Of course, but the choice is standard and thus the answer is 9. I can define a non-standard sqrt(x) which sometimes gives the positive root and sometimes the negative one, and then sqrt(sqrt(16)) could be -2 or undefined (if I defined sqrt(16)=-4) but that's just silly - the only reasonable interpretation for what the calculator should show for sqrt(sqrt(16)) is simply 2.

I was with you until I remembered the default unit for angles in calculators is degrees, not radians.

The page also specifies it's degrees mode.

Yes, that's what those functions do.

You can assume that sin(9) is within the range of all the functions that are post-composed w/ it so what you end up w/ in the end is arcsin(sin(9)). Naively you might think that's 9 but you have to be careful b/c the standard inverse branch of sin is defined to be [-1, 1] → [-π/2, π/2].

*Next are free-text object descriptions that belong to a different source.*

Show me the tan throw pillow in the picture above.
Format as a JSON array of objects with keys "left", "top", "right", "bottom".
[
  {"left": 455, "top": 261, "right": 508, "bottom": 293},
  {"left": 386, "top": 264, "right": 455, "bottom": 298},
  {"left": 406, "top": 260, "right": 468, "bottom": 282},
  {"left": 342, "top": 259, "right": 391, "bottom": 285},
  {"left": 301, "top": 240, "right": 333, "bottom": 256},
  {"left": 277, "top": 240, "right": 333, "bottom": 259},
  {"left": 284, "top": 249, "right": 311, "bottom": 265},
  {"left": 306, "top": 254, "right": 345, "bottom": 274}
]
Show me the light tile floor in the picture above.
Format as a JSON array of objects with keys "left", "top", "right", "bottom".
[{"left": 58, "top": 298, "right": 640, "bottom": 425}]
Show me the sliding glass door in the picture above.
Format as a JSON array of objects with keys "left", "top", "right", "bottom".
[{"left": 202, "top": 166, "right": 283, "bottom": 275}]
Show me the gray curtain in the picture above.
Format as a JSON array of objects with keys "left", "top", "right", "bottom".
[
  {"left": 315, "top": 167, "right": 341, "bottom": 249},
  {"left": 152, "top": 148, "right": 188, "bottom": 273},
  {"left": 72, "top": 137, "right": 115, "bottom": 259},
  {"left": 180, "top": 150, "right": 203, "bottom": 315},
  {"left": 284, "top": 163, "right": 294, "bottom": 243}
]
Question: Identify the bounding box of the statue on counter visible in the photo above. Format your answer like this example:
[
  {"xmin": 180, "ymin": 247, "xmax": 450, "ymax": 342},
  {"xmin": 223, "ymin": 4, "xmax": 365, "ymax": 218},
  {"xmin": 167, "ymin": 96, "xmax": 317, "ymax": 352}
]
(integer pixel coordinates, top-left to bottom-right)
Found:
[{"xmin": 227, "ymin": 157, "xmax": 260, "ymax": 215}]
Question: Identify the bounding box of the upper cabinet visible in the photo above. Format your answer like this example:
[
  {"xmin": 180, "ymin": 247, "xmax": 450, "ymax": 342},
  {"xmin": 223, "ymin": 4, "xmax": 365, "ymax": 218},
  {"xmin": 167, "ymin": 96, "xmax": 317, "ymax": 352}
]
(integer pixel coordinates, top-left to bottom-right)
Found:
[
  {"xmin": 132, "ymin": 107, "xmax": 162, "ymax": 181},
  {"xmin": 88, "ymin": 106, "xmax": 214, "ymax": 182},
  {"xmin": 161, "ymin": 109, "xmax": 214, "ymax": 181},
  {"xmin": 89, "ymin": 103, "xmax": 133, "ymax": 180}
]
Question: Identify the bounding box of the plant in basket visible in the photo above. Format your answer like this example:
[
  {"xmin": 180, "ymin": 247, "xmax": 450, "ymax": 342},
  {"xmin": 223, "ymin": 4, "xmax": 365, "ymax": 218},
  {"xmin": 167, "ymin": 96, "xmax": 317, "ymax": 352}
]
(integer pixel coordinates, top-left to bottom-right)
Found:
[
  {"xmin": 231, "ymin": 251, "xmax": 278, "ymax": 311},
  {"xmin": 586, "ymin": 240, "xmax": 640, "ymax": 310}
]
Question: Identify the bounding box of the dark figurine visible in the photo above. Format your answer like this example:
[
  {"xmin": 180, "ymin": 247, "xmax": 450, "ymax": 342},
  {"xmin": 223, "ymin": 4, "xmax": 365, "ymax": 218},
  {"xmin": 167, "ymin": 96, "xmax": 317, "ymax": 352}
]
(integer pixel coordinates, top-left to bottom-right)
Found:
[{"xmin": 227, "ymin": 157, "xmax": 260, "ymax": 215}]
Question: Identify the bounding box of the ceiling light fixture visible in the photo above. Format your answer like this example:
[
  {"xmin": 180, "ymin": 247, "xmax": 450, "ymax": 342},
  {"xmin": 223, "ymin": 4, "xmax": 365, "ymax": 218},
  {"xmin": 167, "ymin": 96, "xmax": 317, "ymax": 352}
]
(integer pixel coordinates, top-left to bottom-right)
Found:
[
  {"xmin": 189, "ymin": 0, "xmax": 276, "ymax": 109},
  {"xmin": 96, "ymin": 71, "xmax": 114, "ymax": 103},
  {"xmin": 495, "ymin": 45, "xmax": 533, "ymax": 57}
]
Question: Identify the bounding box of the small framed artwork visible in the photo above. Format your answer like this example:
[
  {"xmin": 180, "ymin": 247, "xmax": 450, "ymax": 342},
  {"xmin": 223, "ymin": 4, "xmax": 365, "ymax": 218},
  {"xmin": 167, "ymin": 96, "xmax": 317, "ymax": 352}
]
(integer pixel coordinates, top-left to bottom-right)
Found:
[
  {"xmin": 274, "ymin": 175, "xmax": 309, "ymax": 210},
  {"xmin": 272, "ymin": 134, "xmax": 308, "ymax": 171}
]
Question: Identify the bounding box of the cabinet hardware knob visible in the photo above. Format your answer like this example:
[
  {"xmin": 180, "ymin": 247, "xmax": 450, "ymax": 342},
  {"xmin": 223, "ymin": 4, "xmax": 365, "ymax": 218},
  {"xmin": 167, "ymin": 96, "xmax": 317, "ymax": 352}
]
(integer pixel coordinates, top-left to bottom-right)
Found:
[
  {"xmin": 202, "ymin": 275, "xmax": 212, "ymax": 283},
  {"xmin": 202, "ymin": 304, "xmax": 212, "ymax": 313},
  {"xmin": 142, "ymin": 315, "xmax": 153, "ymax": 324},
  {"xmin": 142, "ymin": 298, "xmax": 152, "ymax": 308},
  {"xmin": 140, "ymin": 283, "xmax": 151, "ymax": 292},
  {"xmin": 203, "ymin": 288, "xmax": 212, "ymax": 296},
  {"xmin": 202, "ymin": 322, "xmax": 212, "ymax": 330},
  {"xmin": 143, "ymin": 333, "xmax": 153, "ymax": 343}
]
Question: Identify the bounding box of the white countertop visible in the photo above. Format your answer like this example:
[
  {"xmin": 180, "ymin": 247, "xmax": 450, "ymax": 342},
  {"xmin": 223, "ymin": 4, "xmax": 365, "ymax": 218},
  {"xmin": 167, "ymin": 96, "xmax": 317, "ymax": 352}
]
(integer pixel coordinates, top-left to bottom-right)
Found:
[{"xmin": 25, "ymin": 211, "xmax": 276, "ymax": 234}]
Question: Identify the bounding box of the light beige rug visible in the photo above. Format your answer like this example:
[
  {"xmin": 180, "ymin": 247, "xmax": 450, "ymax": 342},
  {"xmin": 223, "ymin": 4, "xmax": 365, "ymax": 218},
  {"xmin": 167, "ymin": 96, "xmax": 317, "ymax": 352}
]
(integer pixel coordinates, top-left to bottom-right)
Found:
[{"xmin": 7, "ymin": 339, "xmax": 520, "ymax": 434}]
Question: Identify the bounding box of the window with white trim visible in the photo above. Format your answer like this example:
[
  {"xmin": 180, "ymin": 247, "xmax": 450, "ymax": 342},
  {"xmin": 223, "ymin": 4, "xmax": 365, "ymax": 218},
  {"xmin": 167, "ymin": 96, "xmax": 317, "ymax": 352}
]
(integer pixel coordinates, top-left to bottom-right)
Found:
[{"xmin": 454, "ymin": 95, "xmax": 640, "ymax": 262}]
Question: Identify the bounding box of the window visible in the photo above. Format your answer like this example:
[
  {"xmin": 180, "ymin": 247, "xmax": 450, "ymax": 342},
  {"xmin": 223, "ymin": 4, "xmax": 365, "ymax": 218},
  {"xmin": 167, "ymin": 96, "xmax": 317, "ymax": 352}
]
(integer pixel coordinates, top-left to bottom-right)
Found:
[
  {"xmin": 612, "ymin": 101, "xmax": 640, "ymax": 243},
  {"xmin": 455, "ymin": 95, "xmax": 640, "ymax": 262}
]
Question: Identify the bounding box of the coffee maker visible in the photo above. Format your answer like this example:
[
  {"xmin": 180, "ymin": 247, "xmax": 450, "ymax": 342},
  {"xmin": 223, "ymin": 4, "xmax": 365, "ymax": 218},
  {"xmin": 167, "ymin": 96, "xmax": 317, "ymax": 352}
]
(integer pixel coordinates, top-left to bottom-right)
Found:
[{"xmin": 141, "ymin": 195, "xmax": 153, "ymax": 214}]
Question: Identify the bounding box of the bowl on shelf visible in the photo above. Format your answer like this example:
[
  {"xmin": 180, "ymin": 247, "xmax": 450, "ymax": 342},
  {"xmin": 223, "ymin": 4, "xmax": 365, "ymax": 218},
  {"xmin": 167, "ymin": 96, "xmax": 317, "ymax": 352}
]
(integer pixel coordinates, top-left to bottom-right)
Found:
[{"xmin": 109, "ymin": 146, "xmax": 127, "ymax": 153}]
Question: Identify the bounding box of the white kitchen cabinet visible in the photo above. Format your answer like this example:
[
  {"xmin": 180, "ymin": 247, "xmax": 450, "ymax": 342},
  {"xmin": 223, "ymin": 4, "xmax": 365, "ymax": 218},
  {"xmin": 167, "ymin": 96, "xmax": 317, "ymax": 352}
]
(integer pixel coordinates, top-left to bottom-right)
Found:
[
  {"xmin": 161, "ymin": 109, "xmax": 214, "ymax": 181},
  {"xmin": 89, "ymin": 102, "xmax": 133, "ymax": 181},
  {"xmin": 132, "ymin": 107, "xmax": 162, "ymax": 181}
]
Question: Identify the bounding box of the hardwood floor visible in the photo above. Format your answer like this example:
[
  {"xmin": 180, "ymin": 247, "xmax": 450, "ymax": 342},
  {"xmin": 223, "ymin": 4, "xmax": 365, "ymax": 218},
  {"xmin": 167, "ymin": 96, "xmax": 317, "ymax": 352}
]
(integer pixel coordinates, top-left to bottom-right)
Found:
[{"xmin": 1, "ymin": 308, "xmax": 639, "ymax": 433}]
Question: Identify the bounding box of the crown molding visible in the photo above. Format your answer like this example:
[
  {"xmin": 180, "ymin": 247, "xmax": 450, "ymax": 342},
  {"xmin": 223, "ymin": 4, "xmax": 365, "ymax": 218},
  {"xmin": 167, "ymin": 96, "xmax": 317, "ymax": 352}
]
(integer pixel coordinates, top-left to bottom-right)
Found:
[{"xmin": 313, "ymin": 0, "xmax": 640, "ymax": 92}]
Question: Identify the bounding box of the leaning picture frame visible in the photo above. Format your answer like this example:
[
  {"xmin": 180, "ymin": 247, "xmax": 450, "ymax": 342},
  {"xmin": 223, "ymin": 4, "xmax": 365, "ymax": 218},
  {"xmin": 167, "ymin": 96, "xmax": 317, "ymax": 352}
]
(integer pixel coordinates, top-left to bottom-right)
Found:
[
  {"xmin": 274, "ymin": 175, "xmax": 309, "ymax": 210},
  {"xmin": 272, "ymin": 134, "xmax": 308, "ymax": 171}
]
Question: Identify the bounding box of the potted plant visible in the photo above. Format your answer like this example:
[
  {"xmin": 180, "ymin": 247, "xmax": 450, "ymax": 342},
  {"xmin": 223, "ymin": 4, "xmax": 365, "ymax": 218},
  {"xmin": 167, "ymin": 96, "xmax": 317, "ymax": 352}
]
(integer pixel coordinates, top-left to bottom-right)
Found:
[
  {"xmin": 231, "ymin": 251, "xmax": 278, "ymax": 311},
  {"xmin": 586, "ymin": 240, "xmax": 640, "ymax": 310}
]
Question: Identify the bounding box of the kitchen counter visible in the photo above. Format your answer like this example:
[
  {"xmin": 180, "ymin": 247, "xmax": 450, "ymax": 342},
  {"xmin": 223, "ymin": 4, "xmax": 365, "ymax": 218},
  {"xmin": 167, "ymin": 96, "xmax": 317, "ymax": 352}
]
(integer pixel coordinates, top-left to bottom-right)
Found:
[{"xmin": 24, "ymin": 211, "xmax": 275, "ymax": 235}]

Edit: The assumption is that the calculators are using specific branches of the inverse functions but that's still a choice being made b/c the functions are periodic there are no unique choices of inverse functions. You have to pick a branch that is within the domain/range of periodicity.

arcsin(arccos(arctan(tan(cos(sin(9)))))) = 9 (in degrees mode - when regular trig functions output pure numbers, those numbers get interpreted as degrees for the next function and similar for inverses - calculator style), because each intermediate lands in the principal-value domain of the next inverse (e.g., arctan(tan(x)) = x when x \in (-90°, 90°) and the intermediates happen to be in those ranges). Specifically, sin(9°) ≈ 0.156434, cos(0.156434°) ≈ 0.999996, arctan(tan(0.999996°)) = 0.999996°, arccos(0.999996)≈0.156434°, arcsin(0.156434)≈9°.